While this fight was dragging gone on, a short and nasty confrontation had taken place a few miles to the southwest. Kilpatrick's other brigade, under Brigadier General Elon J. Farnsworth, had been probing the southern end of the rebel line, protected by Hood's Texans and backed up by a brigade of Alabamans.
Kilpatrick was a wiry, intense little man who took himself far too seriously. He was generally regarded as having a surplus of bluster and a deficit of good sense. Those who didn't have to follow his orders found him silly, one officer commenting in his diary that it was hard to even look at him and keep a straight face. Those who did have to obey his orders didn't find him so funny: they called him "Kill Cavalry", and that day he lived up to his nickname.
At about 5:00 PM, on hearing about the success of the Army of the Potomac on Cemetery Ridge, Kilpatrick decided to send his troopers in to attack the Texans. The terrain was broken, useless for a cavalry charge, and the Texans were well prepared; repeated Federal probes were driven back with losses. The effort was obviously futile, but Kilpatrick ordered Farnsworth to make another attack. Farnsworth was shocked.
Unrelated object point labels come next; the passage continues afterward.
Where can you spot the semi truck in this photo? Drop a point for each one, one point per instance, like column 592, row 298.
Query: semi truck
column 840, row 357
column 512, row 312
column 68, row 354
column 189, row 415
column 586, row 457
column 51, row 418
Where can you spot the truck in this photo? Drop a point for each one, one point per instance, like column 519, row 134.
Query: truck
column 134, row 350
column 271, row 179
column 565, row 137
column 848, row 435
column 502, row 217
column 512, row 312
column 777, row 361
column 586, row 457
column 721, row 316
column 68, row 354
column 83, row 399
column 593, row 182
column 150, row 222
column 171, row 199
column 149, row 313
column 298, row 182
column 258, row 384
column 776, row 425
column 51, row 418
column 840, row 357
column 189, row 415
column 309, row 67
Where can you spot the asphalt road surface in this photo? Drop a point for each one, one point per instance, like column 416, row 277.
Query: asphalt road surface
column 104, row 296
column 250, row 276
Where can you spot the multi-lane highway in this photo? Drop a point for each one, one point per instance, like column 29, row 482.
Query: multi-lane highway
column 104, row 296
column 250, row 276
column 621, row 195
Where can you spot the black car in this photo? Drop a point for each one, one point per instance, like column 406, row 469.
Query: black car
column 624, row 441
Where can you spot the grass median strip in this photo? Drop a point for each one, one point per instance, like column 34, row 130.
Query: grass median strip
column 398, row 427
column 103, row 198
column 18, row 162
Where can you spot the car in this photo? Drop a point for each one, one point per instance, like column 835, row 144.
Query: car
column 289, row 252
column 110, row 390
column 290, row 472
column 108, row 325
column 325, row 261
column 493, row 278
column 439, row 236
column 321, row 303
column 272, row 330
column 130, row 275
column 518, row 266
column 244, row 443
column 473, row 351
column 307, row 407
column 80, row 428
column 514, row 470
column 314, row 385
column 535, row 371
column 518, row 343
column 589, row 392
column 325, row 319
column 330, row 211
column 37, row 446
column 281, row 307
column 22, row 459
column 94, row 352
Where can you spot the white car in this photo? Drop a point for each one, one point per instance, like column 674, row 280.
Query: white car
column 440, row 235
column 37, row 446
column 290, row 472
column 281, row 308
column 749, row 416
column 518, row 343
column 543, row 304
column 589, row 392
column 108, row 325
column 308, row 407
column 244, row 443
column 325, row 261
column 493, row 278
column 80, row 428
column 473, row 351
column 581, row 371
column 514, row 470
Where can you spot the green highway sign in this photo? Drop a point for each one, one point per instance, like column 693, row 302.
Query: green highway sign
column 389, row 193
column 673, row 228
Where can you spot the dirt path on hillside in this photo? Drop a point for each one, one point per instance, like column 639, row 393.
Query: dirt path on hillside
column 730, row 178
He replied: "General, do you mean it?! Shall I throw my handful of men over rough ground, through timber, against a brigade of infantry? The First Vermont has already been fought half to pieces! These are too good men to kill!"
Kilpatrick replied angrily: "Do you refuse to obey my orders?! If you are afraid to lead this charge, I will lead it!"
Farnsworth, whose combat record was spotless, was red-faced furious, shouting at Kilpatrick: "Take that back!" Kilpatrick acted as though he wanted to continue the quarrel but a bit of good sense broke through, and he said: "I didn't mean it. Forget it."
Farnsworth cooled off, but he still didn't like the odds. "General, if you order the charge, I will lead it, but you must take the responsibility."
Kilpatrick said: "I take the responsibility." The argument had been loud enough for the rebels to overhear, and they were completely ready when Farnsworth and his troopers threw themselves at their line. The Union cavalry broke through to find themselves trapped. They galloped in circles, vainly looking for an exit. Farnsworth was shot five times and killed. 65 other Federals went down as well.
Kilpatrick unsurprisingly expressed no regret, suggesting that if nearby Federal infantry had supported the charge there might have been a significant breakthrough. Possibly so, but no arrangements had been made for a coordinated attack, and as related Meade had made it clear that he intended no counterthrust. Kilpatrick later eulogized Farnsworth's bravery, but it was unfortunate that Farnsworth hadn't had the bravery to tell Kilpatrick to go straight to hell.